RENO — Washoe County prosecutors have decided to retry an ex-motorcycle gang member on murder charges after the state Supreme Court overturned his conviction in a 2011 shootout with rival gang leaders at a northern Nevada casino.
Washoe District Judge Connie Steinheimer has scheduled a hearing June 8 to consider the motion for a new trial for Ernesto Gonzalez, 58, and set a date for the proceedings.
Michelle Bays, spokeswoman for the district attorney’s office, said Wednesday that she couldn’t provide details but confirmed assistants to District Attorney Chris Hicks will argue for the retrial of the former president of the Nicaraguan chapter of the Vagos, who was sentenced in 2013 to up to life in prison.
“We have every intention of seeing Mr.
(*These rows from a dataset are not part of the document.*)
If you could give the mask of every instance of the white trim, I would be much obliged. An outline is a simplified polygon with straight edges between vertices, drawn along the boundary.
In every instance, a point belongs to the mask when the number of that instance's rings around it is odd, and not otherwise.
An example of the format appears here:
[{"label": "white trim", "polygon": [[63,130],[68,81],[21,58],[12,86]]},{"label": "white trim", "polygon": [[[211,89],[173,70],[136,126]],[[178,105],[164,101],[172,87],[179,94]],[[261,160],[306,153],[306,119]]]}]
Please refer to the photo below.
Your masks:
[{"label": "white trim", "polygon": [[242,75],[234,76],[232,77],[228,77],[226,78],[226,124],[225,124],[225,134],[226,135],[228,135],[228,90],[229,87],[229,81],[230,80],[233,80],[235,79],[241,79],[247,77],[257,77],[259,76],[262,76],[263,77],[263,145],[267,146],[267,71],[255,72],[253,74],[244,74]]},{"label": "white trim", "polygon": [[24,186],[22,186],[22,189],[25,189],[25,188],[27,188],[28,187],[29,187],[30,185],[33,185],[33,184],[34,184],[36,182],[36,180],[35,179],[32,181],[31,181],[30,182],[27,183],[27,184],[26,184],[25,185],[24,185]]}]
Gonzalez prosecuted as we did before,” she told The Associated Press.
The Supreme Court overturned Gonzalez’ conviction for first-degree murder and conspiracy in December partly because of faulty instructions provided to the jury that found him guilty of murder and conspiracy in the killing of Jeffrey “Jethro” Pettigrew, ex-president of the Hells Angels in San Jose, California.
Prosecutors said the shooting on a busy casino floor in Sparks was an orchestrated hit during a biker festival that drew tens of thousands of motorcycling enthusiasts to the area in September 2011.
Gonzalez, who was living in San Francisco at the time, said he opened fire only because Pettigrew and another Hells Angel were kicking a fellow Vagos member, Robert Wiggins, so hard in the head he thought they would kill him.
The Supreme Court ruled, among other things, that Steinheimer erred during the original trial when she declined to answer a jury question during deliberations about what constitutes conspiracy.
Steinheimer found the evidence presented sufficient — corroborated by hours of surveillance tape — that she need not answer. The justices concluded that the video corroborated the murder, but not the conspiracy.
In appealing his conviction, Gonzalez’ lawyers argued that the jurors’ confusion was evident when they sent out a note to the judge asking, “If a person has no knowledge of the conspiracy but their actions contribute to someone else’s plan, are they guilty of conspiracy?”
The justices said Steinheimer should have provided clarification.
“One of the central issues in this case was whether Pettigrew’s death was part of a premeditated conspiracy or occurred in the course of a spontaneous clash between two biker gangs,” Justice Nancy Saitta wrote in the unanimous opinion Dec. 31. “When a defendant does not know that he or she is acting in furtherance of an unlawful act, there can be no conspiracy.”
Hicks filed a motion for a rehearing before the high court, but the justices unanimously refused in an order issued in March with no explanation.